Did Kate Middleton have Botox?
The question was hardly surprising. The ways in which famous women enhance or alter their appearances is a source of intense fascination: Instagram accounts such as @celebface are devoted to deconstructing celebrities’ faces, magazines regularly run "then and now" spreads, and countless online articles speculate about celebrity plastic surgery.
If the Duchess of Cambridge, pictured with her sister-in-law the Duchess of Sussex, did have botox, why do we care?Credit:AP
But what drives our scrutiny of the faces and bodies of female celebrities? Why are we so obsessed with the "work" they have had done?
Zara McDonald and Michelle Andrews, who analyse pop culture on their podcast, Shameless, believe the interest arises from the policing of women’s bodies, and the value placed on women’s beauty.
“We are taught from the youngest age that our currency lies in our aesthetic,” McDonald says. “If someone looks conventionally attractive in a way that stands out above the rest, we have this innate interest in why they look the way they do.”
We are all subject to such intense pressure to achieve a beauty ideal that we both admire and resent those who manage to do so. We critique celebrities’ faces and bodies, both to feel better about ourselves, and to knock the celebrities from their pedestals.
“I think the average woman finds it comforting to know that celebrities 'don't just look like that' by winning some sort of genetic lottery,” says Andrews.
“The revelation that a celebrity has potentially achieved their looks 'unnaturally' is met with a sigh of relief from most women … It’s a great leveller that tells us, 'Yes, she feels the exact same pressure you do, and this is her way of coping with it.’”

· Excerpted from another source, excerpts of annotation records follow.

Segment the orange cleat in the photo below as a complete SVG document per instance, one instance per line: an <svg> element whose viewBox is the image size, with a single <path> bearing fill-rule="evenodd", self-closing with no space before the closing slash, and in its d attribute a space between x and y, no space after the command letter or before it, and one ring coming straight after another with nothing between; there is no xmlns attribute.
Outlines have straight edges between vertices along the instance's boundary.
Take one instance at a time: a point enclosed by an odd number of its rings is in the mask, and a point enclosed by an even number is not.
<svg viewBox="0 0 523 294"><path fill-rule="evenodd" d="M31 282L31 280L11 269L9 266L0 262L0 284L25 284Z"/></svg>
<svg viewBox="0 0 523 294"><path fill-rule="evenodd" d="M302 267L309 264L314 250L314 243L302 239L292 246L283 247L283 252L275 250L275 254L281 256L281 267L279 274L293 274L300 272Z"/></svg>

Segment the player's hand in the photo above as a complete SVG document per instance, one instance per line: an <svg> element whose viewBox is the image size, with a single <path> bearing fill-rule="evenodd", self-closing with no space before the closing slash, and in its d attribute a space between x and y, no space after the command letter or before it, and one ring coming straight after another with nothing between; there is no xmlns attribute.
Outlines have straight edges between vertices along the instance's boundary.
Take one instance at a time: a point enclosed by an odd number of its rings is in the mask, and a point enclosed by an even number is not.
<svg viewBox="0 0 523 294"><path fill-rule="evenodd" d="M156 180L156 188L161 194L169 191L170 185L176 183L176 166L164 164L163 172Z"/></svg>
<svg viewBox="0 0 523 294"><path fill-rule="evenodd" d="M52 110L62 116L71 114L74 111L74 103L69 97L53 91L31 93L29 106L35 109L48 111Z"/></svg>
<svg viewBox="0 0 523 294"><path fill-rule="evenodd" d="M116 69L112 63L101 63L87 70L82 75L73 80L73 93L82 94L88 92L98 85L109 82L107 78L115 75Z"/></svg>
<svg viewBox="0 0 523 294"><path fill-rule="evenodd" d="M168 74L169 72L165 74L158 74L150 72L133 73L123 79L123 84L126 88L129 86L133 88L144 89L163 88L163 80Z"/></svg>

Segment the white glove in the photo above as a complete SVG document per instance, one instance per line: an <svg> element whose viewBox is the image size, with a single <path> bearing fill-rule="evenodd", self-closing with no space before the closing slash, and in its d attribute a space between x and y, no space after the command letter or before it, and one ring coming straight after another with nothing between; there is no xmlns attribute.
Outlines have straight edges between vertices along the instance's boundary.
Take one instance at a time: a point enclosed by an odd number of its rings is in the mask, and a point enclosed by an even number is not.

As we age, we become subject to a new cultural standard: flawless, ageless beauty.
The age-defying faces we see in the media can make our own wrinkles seem somehow shameful, as though succumbing to gravity is a personal failing. We analyse the photos of older celebrities for reassuring signs of cosmetic intervention, engaging in the very same judgement of female bodies we abhor. We are stuck in an endless cycle of scrutiny. We are part of the sickness as we seek the cure.

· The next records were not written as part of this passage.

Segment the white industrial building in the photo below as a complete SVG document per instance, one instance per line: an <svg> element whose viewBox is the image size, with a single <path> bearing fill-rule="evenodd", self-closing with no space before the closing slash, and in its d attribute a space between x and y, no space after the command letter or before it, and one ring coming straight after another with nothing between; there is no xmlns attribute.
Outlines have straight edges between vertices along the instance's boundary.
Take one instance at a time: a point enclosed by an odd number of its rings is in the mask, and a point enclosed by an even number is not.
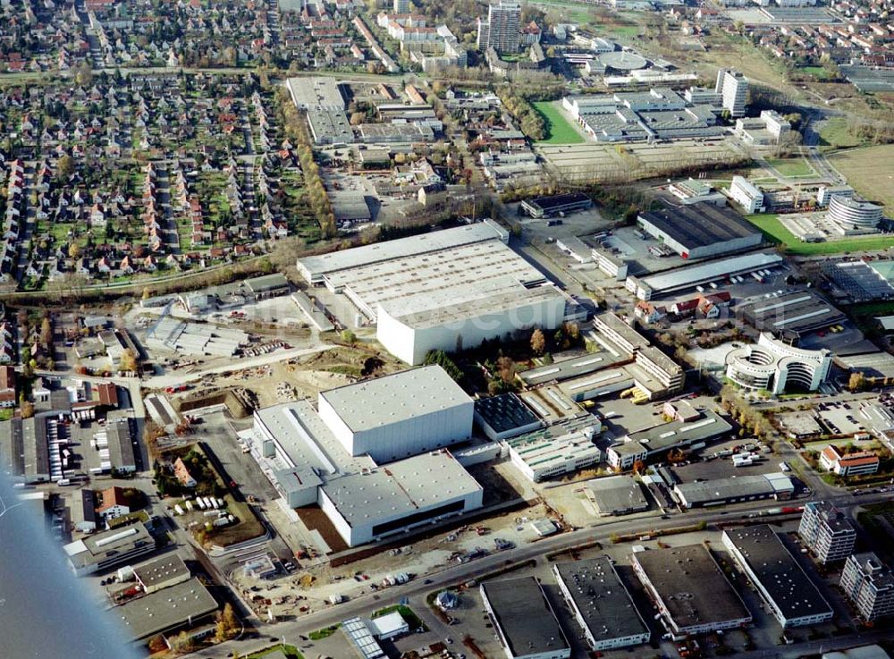
<svg viewBox="0 0 894 659"><path fill-rule="evenodd" d="M349 546L480 508L484 488L448 451L330 480L318 503Z"/></svg>
<svg viewBox="0 0 894 659"><path fill-rule="evenodd" d="M475 403L439 366L321 392L320 418L350 455L388 462L468 439Z"/></svg>
<svg viewBox="0 0 894 659"><path fill-rule="evenodd" d="M440 448L469 436L474 410L441 367L323 392L318 403L319 413L306 401L258 410L243 439L286 504L318 505L349 546L481 507L481 486Z"/></svg>
<svg viewBox="0 0 894 659"><path fill-rule="evenodd" d="M697 266L689 266L646 277L627 278L627 290L639 300L649 300L683 291L691 291L712 282L724 282L736 275L750 275L779 267L783 258L779 254L758 252L721 258Z"/></svg>
<svg viewBox="0 0 894 659"><path fill-rule="evenodd" d="M517 330L554 329L573 302L510 249L491 221L298 262L311 283L343 294L361 322L409 364Z"/></svg>
<svg viewBox="0 0 894 659"><path fill-rule="evenodd" d="M829 376L832 355L825 349L795 348L762 332L756 344L733 350L726 362L727 377L739 386L779 394L789 385L815 392Z"/></svg>

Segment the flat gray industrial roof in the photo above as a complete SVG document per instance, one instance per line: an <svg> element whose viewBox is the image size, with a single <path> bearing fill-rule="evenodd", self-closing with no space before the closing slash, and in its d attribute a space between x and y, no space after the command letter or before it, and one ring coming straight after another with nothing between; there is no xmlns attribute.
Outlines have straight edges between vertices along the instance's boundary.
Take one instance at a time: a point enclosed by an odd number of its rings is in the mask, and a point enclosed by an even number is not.
<svg viewBox="0 0 894 659"><path fill-rule="evenodd" d="M790 494L795 486L791 479L783 474L755 474L714 478L701 483L680 483L674 489L691 506L742 496Z"/></svg>
<svg viewBox="0 0 894 659"><path fill-rule="evenodd" d="M137 523L76 540L66 545L64 550L72 565L83 568L148 545L155 548L155 538L145 524Z"/></svg>
<svg viewBox="0 0 894 659"><path fill-rule="evenodd" d="M534 577L485 581L481 589L515 656L569 648L555 613Z"/></svg>
<svg viewBox="0 0 894 659"><path fill-rule="evenodd" d="M556 563L555 571L597 641L649 633L608 556Z"/></svg>
<svg viewBox="0 0 894 659"><path fill-rule="evenodd" d="M782 263L779 254L759 252L740 257L721 258L716 261L689 266L667 273L643 277L639 281L656 292L674 291L678 288L695 288L696 284L713 279L723 279L728 275L736 275L746 270L755 271L764 267L775 267Z"/></svg>
<svg viewBox="0 0 894 659"><path fill-rule="evenodd" d="M641 213L639 220L652 224L690 249L761 232L731 208L707 203Z"/></svg>
<svg viewBox="0 0 894 659"><path fill-rule="evenodd" d="M768 524L728 528L723 533L787 620L831 613L829 603Z"/></svg>
<svg viewBox="0 0 894 659"><path fill-rule="evenodd" d="M476 401L475 413L497 434L540 421L527 405L512 393Z"/></svg>
<svg viewBox="0 0 894 659"><path fill-rule="evenodd" d="M741 598L702 545L633 554L679 628L751 618Z"/></svg>
<svg viewBox="0 0 894 659"><path fill-rule="evenodd" d="M412 514L479 490L477 481L445 450L333 478L323 486L352 527Z"/></svg>
<svg viewBox="0 0 894 659"><path fill-rule="evenodd" d="M737 308L755 327L796 335L840 323L846 317L810 291L789 291Z"/></svg>
<svg viewBox="0 0 894 659"><path fill-rule="evenodd" d="M660 451L663 447L676 446L679 444L700 442L716 437L732 430L732 426L727 423L716 412L704 410L701 417L695 421L670 421L655 427L640 430L628 435L632 442L640 442L649 448L650 452Z"/></svg>
<svg viewBox="0 0 894 659"><path fill-rule="evenodd" d="M161 558L136 565L133 573L145 586L155 586L190 573L183 559L176 553L168 553Z"/></svg>
<svg viewBox="0 0 894 659"><path fill-rule="evenodd" d="M190 579L112 609L131 638L140 639L202 618L218 604L204 584Z"/></svg>
<svg viewBox="0 0 894 659"><path fill-rule="evenodd" d="M479 222L454 229L444 229L329 252L317 257L307 257L299 259L299 269L309 273L312 277L316 277L339 270L405 258L417 254L436 252L472 242L491 241L494 238L502 238L500 231L489 222Z"/></svg>
<svg viewBox="0 0 894 659"><path fill-rule="evenodd" d="M440 366L424 366L320 392L355 433L471 403Z"/></svg>
<svg viewBox="0 0 894 659"><path fill-rule="evenodd" d="M603 515L645 511L649 502L643 488L632 476L610 476L586 481L594 503Z"/></svg>

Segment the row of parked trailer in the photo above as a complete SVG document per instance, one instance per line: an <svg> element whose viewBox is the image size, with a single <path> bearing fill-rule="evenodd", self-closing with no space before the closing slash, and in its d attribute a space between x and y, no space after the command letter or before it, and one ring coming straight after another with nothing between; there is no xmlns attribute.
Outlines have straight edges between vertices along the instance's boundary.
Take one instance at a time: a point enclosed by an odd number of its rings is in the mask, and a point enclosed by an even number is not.
<svg viewBox="0 0 894 659"><path fill-rule="evenodd" d="M173 511L176 515L185 515L187 512L192 512L196 508L200 511L216 511L221 508L226 508L226 502L213 496L197 496L195 502L188 499L183 502L182 505L180 503L175 504Z"/></svg>

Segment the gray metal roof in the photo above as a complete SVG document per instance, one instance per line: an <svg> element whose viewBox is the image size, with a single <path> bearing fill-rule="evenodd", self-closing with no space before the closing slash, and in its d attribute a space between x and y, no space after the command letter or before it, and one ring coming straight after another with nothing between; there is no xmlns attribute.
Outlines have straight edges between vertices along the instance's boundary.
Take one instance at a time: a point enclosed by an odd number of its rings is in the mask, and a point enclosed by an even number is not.
<svg viewBox="0 0 894 659"><path fill-rule="evenodd" d="M513 655L569 648L555 613L534 577L485 581L481 590Z"/></svg>
<svg viewBox="0 0 894 659"><path fill-rule="evenodd" d="M140 639L216 611L217 602L198 579L156 590L112 609L131 638Z"/></svg>
<svg viewBox="0 0 894 659"><path fill-rule="evenodd" d="M320 393L352 432L471 404L440 366L425 366Z"/></svg>
<svg viewBox="0 0 894 659"><path fill-rule="evenodd" d="M831 613L829 603L769 525L723 533L787 620Z"/></svg>
<svg viewBox="0 0 894 659"><path fill-rule="evenodd" d="M693 506L743 496L791 493L795 486L790 478L781 474L749 474L701 483L680 483L674 489L686 500L687 505Z"/></svg>
<svg viewBox="0 0 894 659"><path fill-rule="evenodd" d="M678 628L720 624L751 613L702 545L633 554Z"/></svg>
<svg viewBox="0 0 894 659"><path fill-rule="evenodd" d="M731 208L707 203L641 213L638 219L690 249L761 232Z"/></svg>
<svg viewBox="0 0 894 659"><path fill-rule="evenodd" d="M417 254L436 252L494 238L502 238L497 228L488 222L480 222L454 229L355 247L317 257L308 257L299 261L299 270L302 271L305 276L310 275L316 278L339 270L405 258Z"/></svg>
<svg viewBox="0 0 894 659"><path fill-rule="evenodd" d="M618 512L645 511L649 502L643 488L632 476L610 476L586 482L599 512L611 515Z"/></svg>
<svg viewBox="0 0 894 659"><path fill-rule="evenodd" d="M597 641L649 632L608 556L556 563L554 569Z"/></svg>

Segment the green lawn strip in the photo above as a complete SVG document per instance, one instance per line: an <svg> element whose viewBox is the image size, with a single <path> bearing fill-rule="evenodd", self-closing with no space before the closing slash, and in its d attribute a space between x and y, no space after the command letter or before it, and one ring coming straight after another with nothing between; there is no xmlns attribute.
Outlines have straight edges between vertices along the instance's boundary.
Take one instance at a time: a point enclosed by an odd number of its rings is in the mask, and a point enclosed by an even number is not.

What is the answer? Would full disclosure about cosmetic procedures break the cycle? Would it help to subvert the fiction that lips and breasts can magically inflate, and that one can defy age merely by using sunscreen and drinking water?
Well, not necessarily. As McDonald says, “The moment a high-profile or influencer discloses having work done, they do run the risk of glorifying and normalising cosmetic surgery, which I think can be equally as unhelpful for young women, who may grow up and assume they need to get work done, because everyone else is.”
Therapist Ashlee Bennett, who specialises in body image, explains that transparency will not necessarily undermine pervasive beauty standards.
“Research has shown that even when we know an image (or person) has been enhanced or manipulated, it doesn’t buffer against that high standard of beauty,” she says. “The image has already become an aspirational object.”
Andrews believes the onus is on the individual to look at the celebrity world with a critical eye and be aware of the forces behind it.
“I've come to the conclusion that the tentacles of the cosmetic procedure industry touch almost everything and everyone, and I reiterate that to myself whenever I look at images [of celebrities].”
Bennett agrees that our obsession with women’s appearances stems largely from the beauty industry: marketers create insecurities by creating and demonising flaws (eg large pores, thin lips, wrinkles, uneven skin tone) in order to sell products, or "solutions".
She believes the answer lies in body positive marketing, which focusses on the capacity of products to nourish your body, rather than changing its appearance.
But what can we do in the meantime? I ask her. How can we break from the vicious cycle of scrutiny, and feel better about ourselves without analysing others?
Bennett believes we can start in our own groups.
“When we come together and socialise it is typically over our flaws,” she tells me. "And that is reinforcing the pattern. If we can talk about this issue and open a dialogue about why we do this, it can help to break the cycle.”
I think of how many times I whinge to my friends about ageing, and how much scrutiny I turn on myself, as well as others. I think of my resentment of the pervasive ideal of beauty, and my simultaneous desire to achieve it. The cycle feels endless, and pervasive.
Talking about it feels as good a start as any.